自己負担限度額は月収(標準報酬月額・標準賞与額)に寄ってことなる
70歳未満の自己負担限度額
【標準報酬月額83万円以上】
252,600円+(総医療費-842,000円)×1%
多数該当高額療養費:140,100円
【標準報酬月額53万~79万円】
167,400円+(総医療費-558,000円)×1%
多数該当高額療養費:93,000円
【標準報酬月額28万~50万円】
80,100円+(総医療費-267,000円)×1%
多数該当高額療養費:44,400円
【標準報酬月額26万円以下】
57,600円
多数該当高額療養費:44,400円
【被保険者が市区町村民税の非課税者等(低所得者)】
35,400円
多数該当高額療養費:24,600円
70歳以上の自己負担限度額
【現役並み所得者】
標準報酬月額28万円以上で高齢受給者証の負担割合が3割ある場合
外来(個人ごと):44,400円
外来・入院(世帯ごと):80,100円+(医療費-267,000円)×1% ※多数該当:44,400円
【一般所得者】
(現役並み所得者および低所得者以外)
外来(個人ごと):12,000円
外来・入院(世帯ごと):44,400円
【低所得者Ⅱ】
被保険者が市区町村民税の非課税者等である場合
外来(個人ごと):8,000円
外来・入院(世帯ごと):24,600円
【低所得者Ⅰ】
被保険者とその扶養家族全ての方の収入から必要経費・控除額を除いた後の所得がない場合
外来(個人ごと):8,000円
外来・入院(世帯ごと):15,000円
利用する上での注意事項
高額医療費制度の対象外
高額の医療請求があったからといって、全てが対象となるわけではありません。
下記のような例外もありますので注意が必要です。
・入院中の差額ベッド代
・入院中の食事代の一部
・入院中の生活費や雑費
・先進医療による治療費
・退院後の通院治療に関わる交通費等
対象はその月内、月をまたぐ場合は注意
高額医療費制度は月単位での医療費で算出されます。
1ヶ月という期間の単位ではありません。
よって30日の入院という場合でも月をまたいだ場合は、それぞれの月での計算になります。

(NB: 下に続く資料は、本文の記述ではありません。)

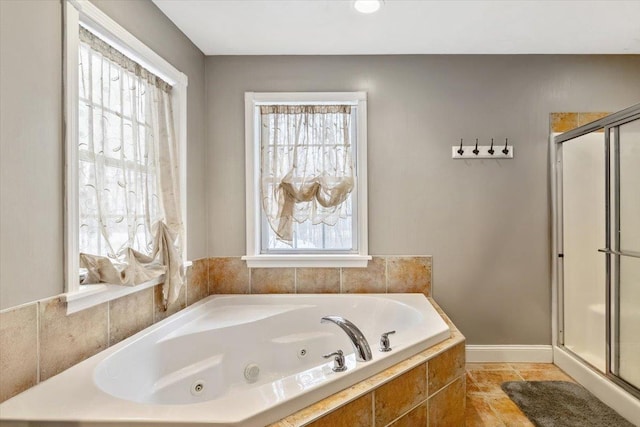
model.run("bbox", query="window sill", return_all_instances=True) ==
[242,254,371,268]
[63,261,191,315]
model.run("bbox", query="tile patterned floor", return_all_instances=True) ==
[466,363,575,427]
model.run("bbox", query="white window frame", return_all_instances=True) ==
[63,0,190,314]
[242,92,371,268]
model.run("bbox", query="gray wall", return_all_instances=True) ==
[0,0,207,309]
[206,55,640,344]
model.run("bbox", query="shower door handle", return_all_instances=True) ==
[598,248,640,258]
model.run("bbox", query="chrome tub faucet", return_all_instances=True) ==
[320,316,372,362]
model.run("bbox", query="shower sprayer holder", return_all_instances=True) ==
[451,138,513,160]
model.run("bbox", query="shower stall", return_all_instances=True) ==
[550,104,640,423]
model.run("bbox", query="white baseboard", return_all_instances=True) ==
[466,345,553,363]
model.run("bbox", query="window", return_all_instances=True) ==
[244,92,370,267]
[64,0,187,313]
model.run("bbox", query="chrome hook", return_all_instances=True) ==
[502,138,509,156]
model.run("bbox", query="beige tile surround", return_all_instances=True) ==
[209,256,432,296]
[0,256,458,427]
[269,299,466,427]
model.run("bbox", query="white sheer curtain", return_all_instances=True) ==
[78,28,184,304]
[260,105,354,242]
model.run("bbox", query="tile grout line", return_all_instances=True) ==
[384,256,389,294]
[107,301,111,348]
[35,301,41,384]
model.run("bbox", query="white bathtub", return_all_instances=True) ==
[0,294,450,426]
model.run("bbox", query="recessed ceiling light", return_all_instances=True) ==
[353,0,382,13]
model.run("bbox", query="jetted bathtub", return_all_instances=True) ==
[0,294,450,426]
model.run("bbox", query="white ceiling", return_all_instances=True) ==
[153,0,640,55]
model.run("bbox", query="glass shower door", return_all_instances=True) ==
[611,119,640,389]
[561,132,607,373]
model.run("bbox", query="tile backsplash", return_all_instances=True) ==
[0,256,432,402]
[208,256,431,296]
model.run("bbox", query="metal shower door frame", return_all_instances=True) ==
[550,104,640,398]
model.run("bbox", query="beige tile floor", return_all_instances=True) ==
[466,363,575,427]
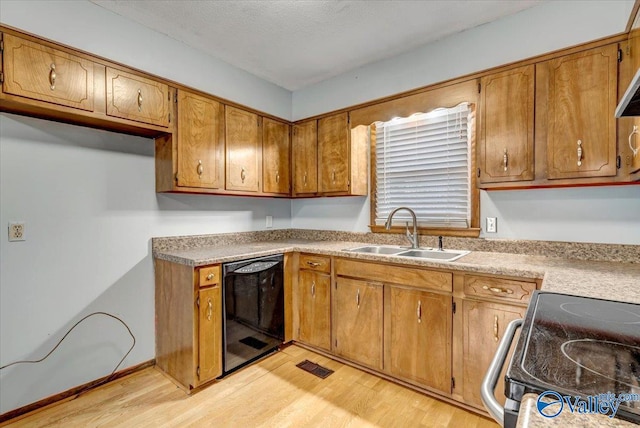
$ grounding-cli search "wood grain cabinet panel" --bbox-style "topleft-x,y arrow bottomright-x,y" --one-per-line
106,67 -> 171,127
225,106 -> 261,192
462,300 -> 526,409
177,91 -> 224,189
478,65 -> 535,183
318,113 -> 350,193
385,286 -> 452,394
294,270 -> 331,351
2,33 -> 94,111
291,120 -> 318,196
537,44 -> 618,179
262,117 -> 291,194
331,277 -> 383,370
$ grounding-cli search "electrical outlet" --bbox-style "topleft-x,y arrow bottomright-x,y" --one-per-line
487,217 -> 498,233
9,221 -> 25,242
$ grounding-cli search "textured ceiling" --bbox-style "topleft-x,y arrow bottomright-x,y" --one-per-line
91,0 -> 544,91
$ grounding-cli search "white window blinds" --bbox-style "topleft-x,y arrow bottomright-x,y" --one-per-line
375,103 -> 471,228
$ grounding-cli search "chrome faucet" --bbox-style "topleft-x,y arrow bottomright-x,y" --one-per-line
384,207 -> 420,249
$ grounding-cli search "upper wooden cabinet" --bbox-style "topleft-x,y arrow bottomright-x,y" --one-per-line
176,91 -> 224,189
106,67 -> 171,127
262,118 -> 291,194
291,120 -> 318,196
225,106 -> 261,192
2,34 -> 94,111
478,65 -> 535,183
536,44 -> 618,179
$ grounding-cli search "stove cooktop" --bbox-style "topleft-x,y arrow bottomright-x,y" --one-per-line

30日で10万円かかって高額医療費制度の対象額だったとしても、1ヶ月目4万円、2ヶ月目6万円で月にわけると対象外だったというオチも考えられますので注意してください。
お金が戻ってくるのは3ヶ月以上先
「健康保険高額療養費支給申請書」を提出したら、すぐに払い戻しがされるかというと、そうではありません。

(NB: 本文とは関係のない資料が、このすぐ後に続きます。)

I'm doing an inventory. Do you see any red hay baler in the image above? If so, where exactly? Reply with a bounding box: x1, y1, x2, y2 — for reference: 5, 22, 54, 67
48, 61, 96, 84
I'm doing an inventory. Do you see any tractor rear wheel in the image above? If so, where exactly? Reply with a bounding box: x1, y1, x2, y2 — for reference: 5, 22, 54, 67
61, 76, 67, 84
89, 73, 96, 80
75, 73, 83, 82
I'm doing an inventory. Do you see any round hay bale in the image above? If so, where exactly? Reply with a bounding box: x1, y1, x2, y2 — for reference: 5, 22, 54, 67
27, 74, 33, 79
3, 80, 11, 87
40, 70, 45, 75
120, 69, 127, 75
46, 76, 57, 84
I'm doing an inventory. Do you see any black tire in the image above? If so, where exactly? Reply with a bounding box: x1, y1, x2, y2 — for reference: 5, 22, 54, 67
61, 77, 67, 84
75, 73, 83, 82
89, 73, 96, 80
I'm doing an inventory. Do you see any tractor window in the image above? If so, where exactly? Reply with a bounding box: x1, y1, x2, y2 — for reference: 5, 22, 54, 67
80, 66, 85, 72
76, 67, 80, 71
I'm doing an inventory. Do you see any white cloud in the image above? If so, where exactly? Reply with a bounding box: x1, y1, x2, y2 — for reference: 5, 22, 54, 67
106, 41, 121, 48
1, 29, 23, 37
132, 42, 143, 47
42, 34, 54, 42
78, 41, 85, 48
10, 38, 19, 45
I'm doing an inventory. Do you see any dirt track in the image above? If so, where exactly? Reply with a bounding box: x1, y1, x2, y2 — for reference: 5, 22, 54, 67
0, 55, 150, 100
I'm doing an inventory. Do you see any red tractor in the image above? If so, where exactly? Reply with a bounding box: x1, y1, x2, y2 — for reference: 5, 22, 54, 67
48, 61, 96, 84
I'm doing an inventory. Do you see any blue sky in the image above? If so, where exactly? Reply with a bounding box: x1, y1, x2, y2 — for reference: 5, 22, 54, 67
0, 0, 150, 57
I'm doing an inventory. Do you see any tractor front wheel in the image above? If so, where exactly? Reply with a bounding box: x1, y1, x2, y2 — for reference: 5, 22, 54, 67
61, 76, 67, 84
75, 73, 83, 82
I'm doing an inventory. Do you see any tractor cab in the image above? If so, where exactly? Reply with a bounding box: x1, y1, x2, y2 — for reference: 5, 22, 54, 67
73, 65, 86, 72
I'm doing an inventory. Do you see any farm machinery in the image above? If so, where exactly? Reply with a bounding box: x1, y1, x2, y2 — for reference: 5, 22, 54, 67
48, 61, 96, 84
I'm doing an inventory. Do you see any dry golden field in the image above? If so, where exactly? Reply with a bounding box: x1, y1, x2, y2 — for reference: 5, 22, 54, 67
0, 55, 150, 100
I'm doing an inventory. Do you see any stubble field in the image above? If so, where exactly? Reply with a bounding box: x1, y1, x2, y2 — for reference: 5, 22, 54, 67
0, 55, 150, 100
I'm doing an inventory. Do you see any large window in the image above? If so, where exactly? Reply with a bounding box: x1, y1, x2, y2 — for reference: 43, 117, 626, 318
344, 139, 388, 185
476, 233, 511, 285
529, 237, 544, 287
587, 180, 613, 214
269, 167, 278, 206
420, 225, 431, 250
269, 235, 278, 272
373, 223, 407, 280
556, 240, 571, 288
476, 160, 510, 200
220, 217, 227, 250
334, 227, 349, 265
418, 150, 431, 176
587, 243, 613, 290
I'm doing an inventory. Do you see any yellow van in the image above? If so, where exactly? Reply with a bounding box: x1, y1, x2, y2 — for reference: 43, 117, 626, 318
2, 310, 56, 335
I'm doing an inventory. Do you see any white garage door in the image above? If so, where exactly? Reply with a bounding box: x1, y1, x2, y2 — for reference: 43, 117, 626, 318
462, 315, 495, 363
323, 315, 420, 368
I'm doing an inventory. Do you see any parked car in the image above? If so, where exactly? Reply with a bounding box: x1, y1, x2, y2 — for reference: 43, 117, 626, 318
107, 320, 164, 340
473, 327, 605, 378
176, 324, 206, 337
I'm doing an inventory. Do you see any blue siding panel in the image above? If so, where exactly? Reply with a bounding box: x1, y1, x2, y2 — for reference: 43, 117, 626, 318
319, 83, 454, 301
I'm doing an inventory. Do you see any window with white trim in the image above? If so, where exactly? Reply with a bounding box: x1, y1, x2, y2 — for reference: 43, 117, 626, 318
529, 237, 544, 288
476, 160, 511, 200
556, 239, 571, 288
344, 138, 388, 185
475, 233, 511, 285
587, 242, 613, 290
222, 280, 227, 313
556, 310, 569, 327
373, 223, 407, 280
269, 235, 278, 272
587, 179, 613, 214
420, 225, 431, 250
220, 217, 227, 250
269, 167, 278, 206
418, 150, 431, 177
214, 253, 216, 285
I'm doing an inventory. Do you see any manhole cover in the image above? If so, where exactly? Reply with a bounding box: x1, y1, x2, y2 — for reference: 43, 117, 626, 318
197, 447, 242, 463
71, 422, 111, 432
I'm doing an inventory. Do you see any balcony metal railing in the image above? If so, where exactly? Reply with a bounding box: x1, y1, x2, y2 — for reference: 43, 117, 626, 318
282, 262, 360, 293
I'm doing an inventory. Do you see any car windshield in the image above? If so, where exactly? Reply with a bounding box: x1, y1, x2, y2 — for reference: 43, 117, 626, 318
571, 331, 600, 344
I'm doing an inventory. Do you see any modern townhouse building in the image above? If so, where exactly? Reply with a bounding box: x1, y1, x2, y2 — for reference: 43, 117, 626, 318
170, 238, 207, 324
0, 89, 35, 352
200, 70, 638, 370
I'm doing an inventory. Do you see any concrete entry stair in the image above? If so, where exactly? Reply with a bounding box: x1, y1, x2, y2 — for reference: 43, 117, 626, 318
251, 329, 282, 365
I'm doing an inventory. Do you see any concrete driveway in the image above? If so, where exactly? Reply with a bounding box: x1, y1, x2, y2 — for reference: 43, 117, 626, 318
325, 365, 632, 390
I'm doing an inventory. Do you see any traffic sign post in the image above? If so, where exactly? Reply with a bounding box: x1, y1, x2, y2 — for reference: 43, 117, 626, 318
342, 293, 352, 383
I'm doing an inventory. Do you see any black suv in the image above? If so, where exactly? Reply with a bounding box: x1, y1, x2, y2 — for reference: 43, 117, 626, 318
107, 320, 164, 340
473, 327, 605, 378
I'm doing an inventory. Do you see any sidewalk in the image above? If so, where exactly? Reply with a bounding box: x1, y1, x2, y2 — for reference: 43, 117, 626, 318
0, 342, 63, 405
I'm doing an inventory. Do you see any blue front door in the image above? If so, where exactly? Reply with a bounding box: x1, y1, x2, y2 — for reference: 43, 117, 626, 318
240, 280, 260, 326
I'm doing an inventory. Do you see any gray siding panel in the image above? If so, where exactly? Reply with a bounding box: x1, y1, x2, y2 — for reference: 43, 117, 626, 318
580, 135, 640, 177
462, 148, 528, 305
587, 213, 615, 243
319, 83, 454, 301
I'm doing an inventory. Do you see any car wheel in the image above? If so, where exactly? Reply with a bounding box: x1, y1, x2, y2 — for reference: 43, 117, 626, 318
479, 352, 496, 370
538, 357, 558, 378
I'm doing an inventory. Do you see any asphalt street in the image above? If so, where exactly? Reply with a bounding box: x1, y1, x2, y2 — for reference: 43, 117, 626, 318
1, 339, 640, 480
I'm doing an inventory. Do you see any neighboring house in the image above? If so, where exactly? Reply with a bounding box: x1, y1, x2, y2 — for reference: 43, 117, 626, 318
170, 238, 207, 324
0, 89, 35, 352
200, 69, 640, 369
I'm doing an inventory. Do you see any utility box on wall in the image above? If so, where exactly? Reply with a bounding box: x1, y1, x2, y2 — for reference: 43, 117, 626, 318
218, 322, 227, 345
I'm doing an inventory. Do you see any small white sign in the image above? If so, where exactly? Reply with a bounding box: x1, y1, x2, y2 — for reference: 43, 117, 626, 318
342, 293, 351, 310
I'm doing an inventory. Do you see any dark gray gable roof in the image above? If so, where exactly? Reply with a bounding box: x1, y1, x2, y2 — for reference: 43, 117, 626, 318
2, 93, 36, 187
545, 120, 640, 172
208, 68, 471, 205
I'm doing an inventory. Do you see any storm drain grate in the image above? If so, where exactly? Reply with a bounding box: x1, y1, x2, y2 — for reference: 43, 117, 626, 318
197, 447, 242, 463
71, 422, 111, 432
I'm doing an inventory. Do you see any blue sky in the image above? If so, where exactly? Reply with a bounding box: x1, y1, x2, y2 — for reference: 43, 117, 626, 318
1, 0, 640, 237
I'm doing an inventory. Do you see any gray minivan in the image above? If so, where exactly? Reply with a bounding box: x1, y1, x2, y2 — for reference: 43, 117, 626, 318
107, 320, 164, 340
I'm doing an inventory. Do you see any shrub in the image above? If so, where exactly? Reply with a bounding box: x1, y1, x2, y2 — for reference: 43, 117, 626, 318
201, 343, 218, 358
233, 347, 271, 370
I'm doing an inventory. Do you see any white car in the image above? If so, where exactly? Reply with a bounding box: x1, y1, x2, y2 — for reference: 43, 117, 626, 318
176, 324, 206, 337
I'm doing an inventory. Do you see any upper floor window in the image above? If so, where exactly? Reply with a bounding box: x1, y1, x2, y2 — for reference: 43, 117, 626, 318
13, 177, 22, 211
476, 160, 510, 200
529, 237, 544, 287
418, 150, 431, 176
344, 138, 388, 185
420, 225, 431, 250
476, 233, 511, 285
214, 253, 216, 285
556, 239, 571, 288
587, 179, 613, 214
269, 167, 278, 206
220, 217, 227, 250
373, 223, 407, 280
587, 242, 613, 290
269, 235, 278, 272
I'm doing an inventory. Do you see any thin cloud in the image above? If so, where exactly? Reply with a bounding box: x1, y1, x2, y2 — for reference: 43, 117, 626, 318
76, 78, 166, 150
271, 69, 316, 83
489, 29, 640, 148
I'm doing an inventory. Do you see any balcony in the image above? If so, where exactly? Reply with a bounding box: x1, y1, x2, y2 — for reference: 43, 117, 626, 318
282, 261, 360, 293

医療機関等から提出される診療報酬明細書(レセプト)の審査があり、診療月から最低でも3ヵ月以上かかります。
払い戻しがされるまでの間の医療費が払えないといった場合には、高額療養費支給見込額の8割相当額を無利子で貸付してくれる「高額医療費貸付制度」があります。
どうしてもという場合には利用してみてください。
また、70歳未満で医療費が高額になることが予想される場合は「限度額適用認定証」を病院の窓口に提出すれば、窓口での負担額が1カ月の自己負担限度額までになります。
「限度額適用認定証」は、加入している健康保険組合や国民健康保険の窓口(市町村)で発行してもらえますので事前に申請しましょう。
70歳以上の方については、高齢受給者証を病院窓口で提示すれば、支払いは自己負担限度額までになります。